Nel pomeriggio tornai all'Università, entrai nella
Clinica Veterinaria. Il cuore mi batteva, non potevo
quasi camminare, tanto ero debole e oppresso dall'ansia.
Chiesi del medico di guardia, gli dissi il mio nome. Il
medico, un giovane biondo, miope, dal sorriso stanco, mi
accolse cortesemente e mi fissò a lungo prima di
rispondermi che avrebbe fatto tutto il possibile per
aiutarmi.
Apri una porta, entrammo in una grande stanza nitida,
lucida, dal pavimento di linoleum azzurro. Lungo le
pareti erano allineate l'una a fianco dell'altra, come i
letti di una clinica per bambini, strane culle in forma
di violoncello: in ognuna di quelle culle era disteso
sul dorso un cane dal ventre aperto, o dal cranio
spaccato, o dal petto spalancato:
Sottili fili di acciaio, avvolti intorno a quella stessa
sorta di viti di legno che negli strumenti musicali
servono a tender le corde, tenevano aperte le labbra di
quelle orrende ferite: si vedeva il cuore nudo pulsare,
i polmoni dalle venature dei bronchi simili a rami
d'albero, gonfiarsi proprio come fa la chioma di un
albero nel respiro del vento, il rosso, lucido fegato
contrarsi adagio adagio, lievi fremiti correre sulla
polpa bianca e rosea del cervello come in uno specchio
appannato, il groviglio degli intestini districarsi
pigro come un nodo di serpi all' uscir dal letargo. E
non un gemito usciva dalle bocche socchiuse dei can i
crocifissi.
Al nostro entrare tutti i cani avevano rivolto gli occhi
verso di noi, fissandoci con uno sguardo implorante, e
al tempo stesso pieno di un atroce sospetto: seguivano
con gli occhi ogni nostro gesto, ci spiavano le labbra
tremando.
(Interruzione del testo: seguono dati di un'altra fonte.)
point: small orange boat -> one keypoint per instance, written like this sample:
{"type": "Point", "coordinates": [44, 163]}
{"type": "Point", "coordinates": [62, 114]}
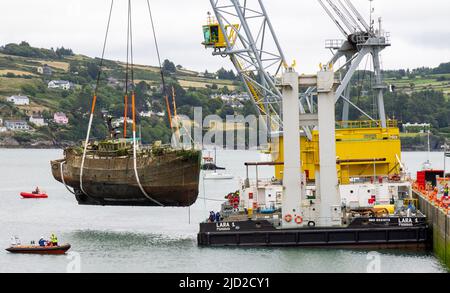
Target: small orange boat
{"type": "Point", "coordinates": [33, 249]}
{"type": "Point", "coordinates": [33, 195]}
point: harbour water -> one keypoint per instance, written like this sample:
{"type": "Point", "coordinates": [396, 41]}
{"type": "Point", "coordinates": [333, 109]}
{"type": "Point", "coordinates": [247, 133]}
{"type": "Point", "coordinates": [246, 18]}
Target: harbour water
{"type": "Point", "coordinates": [154, 240]}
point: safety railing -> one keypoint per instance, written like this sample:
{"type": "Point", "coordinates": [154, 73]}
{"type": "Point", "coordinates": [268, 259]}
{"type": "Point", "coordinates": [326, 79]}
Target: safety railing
{"type": "Point", "coordinates": [365, 124]}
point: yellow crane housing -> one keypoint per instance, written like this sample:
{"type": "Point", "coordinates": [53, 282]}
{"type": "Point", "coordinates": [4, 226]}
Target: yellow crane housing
{"type": "Point", "coordinates": [363, 150]}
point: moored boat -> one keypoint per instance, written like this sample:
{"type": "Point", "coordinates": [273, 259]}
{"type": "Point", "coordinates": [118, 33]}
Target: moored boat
{"type": "Point", "coordinates": [28, 195]}
{"type": "Point", "coordinates": [34, 249]}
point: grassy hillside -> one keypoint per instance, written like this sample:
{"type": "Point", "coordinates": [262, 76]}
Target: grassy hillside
{"type": "Point", "coordinates": [21, 72]}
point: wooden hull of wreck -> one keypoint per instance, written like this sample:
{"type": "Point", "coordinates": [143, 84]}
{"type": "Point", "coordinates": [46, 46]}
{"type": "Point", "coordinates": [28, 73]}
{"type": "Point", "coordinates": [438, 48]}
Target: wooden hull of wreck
{"type": "Point", "coordinates": [170, 179]}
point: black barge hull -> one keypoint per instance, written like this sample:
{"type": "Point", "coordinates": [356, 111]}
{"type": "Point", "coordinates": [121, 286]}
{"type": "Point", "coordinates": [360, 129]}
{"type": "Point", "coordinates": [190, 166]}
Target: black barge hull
{"type": "Point", "coordinates": [264, 234]}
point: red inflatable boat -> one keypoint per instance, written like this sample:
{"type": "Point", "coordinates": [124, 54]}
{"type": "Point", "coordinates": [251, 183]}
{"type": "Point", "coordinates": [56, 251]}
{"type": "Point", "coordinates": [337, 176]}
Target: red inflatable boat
{"type": "Point", "coordinates": [33, 195]}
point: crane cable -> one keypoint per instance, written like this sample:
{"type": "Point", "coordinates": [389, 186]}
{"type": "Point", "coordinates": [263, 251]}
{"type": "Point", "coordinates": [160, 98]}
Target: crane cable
{"type": "Point", "coordinates": [133, 103]}
{"type": "Point", "coordinates": [164, 90]}
{"type": "Point", "coordinates": [94, 100]}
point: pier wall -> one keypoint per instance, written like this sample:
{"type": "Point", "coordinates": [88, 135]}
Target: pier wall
{"type": "Point", "coordinates": [439, 222]}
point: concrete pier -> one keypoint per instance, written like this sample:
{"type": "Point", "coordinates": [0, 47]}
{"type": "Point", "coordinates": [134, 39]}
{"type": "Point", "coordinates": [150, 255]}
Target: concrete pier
{"type": "Point", "coordinates": [439, 222]}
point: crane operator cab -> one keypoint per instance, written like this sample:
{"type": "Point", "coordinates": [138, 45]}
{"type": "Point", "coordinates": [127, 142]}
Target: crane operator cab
{"type": "Point", "coordinates": [214, 37]}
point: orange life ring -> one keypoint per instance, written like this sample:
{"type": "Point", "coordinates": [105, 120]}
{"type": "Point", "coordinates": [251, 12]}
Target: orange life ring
{"type": "Point", "coordinates": [288, 218]}
{"type": "Point", "coordinates": [298, 220]}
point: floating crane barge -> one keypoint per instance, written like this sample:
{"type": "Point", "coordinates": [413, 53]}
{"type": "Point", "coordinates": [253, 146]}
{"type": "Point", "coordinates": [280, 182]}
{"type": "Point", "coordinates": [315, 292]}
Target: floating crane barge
{"type": "Point", "coordinates": [320, 195]}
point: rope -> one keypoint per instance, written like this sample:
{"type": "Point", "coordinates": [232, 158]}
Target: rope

Immobile in mezzo alla stanza, mi sentivo un
sangue gelido salir su per le membra: a poco a poco
diventavo di pietra. Non potevo schiuder le labbra, non
potevo muovere un passo. Il medico mi appoggiò la mano
sul braccio, mi disse: "coraggio". Quella parola mi
sciolse il gelo delle ossa, lentamente mi mossi, mi
curvai sulla prima culla. E di mano in mano che
progredivo di culla in culla, il sangue mi tornava al
viso, il cuore mi si apriva alla speranza. A un tratto,
vidi Febo.
Era disteso sul dorso, il ventre aperto, una sonda
immersa nel fegato. Mi guardava fisso, e gli occhi aveva
pieno di lacrime. Aveva nello sguardo una meravigliosa
dolcezza. Non mandava un gemito, respirava lievemente,
con la bocca socchiusa, scosso da un tremito orribile.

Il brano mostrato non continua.